Technical Abstract: Prompt refrigeration of eggs to prevent the multiplication of Salmonella Enteritidis to high levels during storage is an important practice for reducing the risk of egg-transmitted human illness. The efficacy of egg refrigeration for achieving this goal depends on the location of contamination, the ability of contaminant strains to survive or multiply, and the rate at which growth-restricting temperatures are attained. The present study assessed the significance of several characterized genetic and phenotypic properties for the capabilities of ten Salmonella Enteritidis isolates to multiply rapidly in egg yolk and survive for several days in egg albumen during storage at 25 C. The growth of very small numbers of each Salmonella Enteritidis strain (approximately 10e1 CFU/ml) inoculated into egg yolk samples was determined after 6 and 24 h of incubation.

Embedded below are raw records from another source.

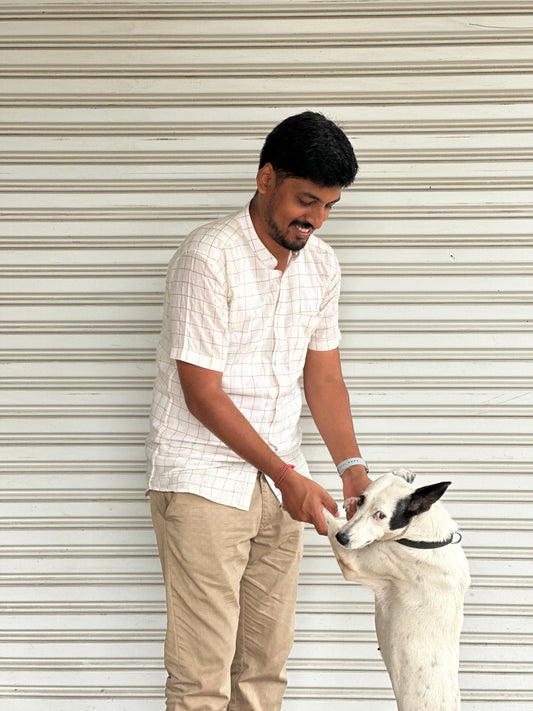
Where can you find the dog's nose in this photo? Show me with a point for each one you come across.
(342, 538)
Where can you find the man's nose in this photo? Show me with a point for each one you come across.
(317, 215)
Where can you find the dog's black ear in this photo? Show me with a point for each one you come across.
(423, 498)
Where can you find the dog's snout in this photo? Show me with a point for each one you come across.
(342, 538)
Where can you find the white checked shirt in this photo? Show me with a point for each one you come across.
(228, 309)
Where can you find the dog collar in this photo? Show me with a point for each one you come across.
(430, 544)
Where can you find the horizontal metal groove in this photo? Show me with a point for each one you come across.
(503, 237)
(229, 10)
(89, 270)
(393, 354)
(402, 37)
(482, 468)
(258, 129)
(144, 522)
(357, 325)
(457, 494)
(161, 214)
(186, 186)
(242, 157)
(92, 383)
(509, 408)
(126, 439)
(150, 100)
(444, 67)
(293, 664)
(378, 385)
(142, 636)
(138, 607)
(102, 552)
(364, 298)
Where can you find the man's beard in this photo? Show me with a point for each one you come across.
(282, 238)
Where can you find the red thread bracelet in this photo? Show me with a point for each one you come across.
(281, 475)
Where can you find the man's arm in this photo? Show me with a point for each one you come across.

The survival of larger numbers of Salmonella Enteritidis (approximately 10e5 CFU/ml) inoculated into albumen samples was determined at 24 h and 96 h of incubation. In yolk, the inoculated Salmonella Enteritidis strains multiplied to mean levels of approximately 10e2.6 CFU/ml after 6 h of incubation and 10e8.3 CFU/ml after 24 h. In albumen, mean levels of approximately 10e4.6 CFU/ml of Salmonella Enteritidis were maintained through 96 h. Relatively little variation between strains was observed, as Salmonella concentrations after incubation in either yolk or albumen were distributed over relatively narrow ranges of values. Significant (P < 0.01) differences observed between individual strains suggested that maintenance of the fimbrial gene sefD may have positive genetic selection value for growth inside egg yolk, whereas the antibiotic resistance gene blaTEM-1 tet(A) appeared to have negative genetic selection value for survival in egg albumen.